Plein de charme et d'élégance, capable des pires colères en coulisses, Jean Taittinger (UNF)profite de la division des Indépendants pour rafler la mairie en 1959. Une ère exceptionnelle commence.

 

5803 - taittinger maire

 

(Légende photo: La première équipe de l'ère Taittinger)

Vendredi 20 mars 1959.-" On peut se permettre d'être injuste à  l'égard des riches et des forts, car eux peuvent se défendre; mais  nous n'avons pas le droit d'être injuste à l'égard des faibles et des déshérités. " 

L'orateur est élégant. Le verbe est séduisant.  Jean Taittinger, 36 ans, prononce son premier discours devant  l'assemblée communale. Il est fort applaudi. Un seul tour de  scrutin lui a suffi pour devenir le 49e maire de la ville des  sacres, le plus jeune depuis 1804. En quatre mois, le maire de  Gueux a fait un sans faute sous les couleurs de l'Union pour na  Nouvelle République. En novembre, aux législatives, il s'est payé  le luxe de terrasser le député-maire sortant Pierre Schneiter, en  le davançant de 6 000 voix, après avoir bénéficié du maintien de René Bride.

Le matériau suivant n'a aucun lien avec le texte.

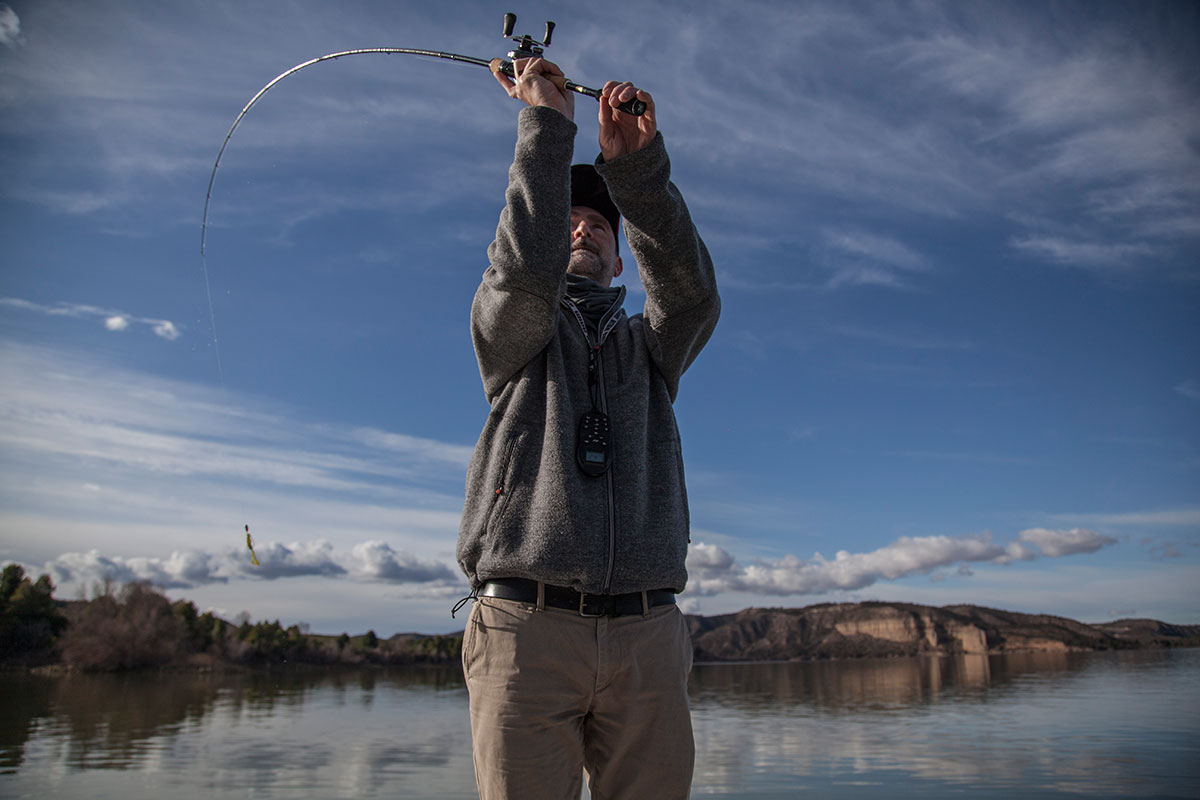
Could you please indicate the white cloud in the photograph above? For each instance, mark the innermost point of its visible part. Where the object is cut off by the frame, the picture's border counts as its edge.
(114, 320)
(379, 561)
(714, 570)
(1055, 543)
(371, 560)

Le lendemain s'estimant " désavoué par une partie de sa majorité " ,  Pierre Schneiter présente sa démission au préfet M. Lobut qui lui  demande de revenir sur sa décision, " car il y a un budget à  préparer ."  Quatre mois plus tard, aux côtés du nouveau député  (UNR) Marcel Falala, tête de liste aux municipales, le négociant en  vins de champagne, engagé volontaire en 1945 et en Algérie, montre  à l'ancien président de l'Assemblée Nationale qu'en matière  d'alliance, il ne se débrouille pas mal non plus. Car si l'élection  du maire a duré 23 minutes à l'hôtel de ville, la campagne et  l'inter campagne dans laquelle le MRP et Pierre Schneiter s'étaient  engagés ont été Épres. Jean Taittinger est traité d'" imposteur" par le colonel Shock  (ancien sous-chef du cabinet de M.Schneiter, alors ministre de la  Santé) qui a prétendu de " bonne foi " concluera la Justice, que le  maire de Gueux n'avait pas l'investiture de l'UNR.

A malin, malin et demi

Au premier tour de scrutin, le dimanche 8 mars, aucune majorité  absolue ne se dégage. Aucun des 259 candidats inscrits sur une des  sept listes n'est élu, annonce le maire sortant le lundi à 10 h 45.

Le Parti communiste arrive largement en tàte avec 32,6%des  suffrages devant l'UNR (22,4%), le MRP (14,7%), la SFIO (11,9%), la  Liste communautaire et populaire de Bride (9%), les Indépendants  (4,4%)et les Radicaux socialistes ( 2,9%). Il reste peu de temps pour faire des alliances et déposer sa liste. 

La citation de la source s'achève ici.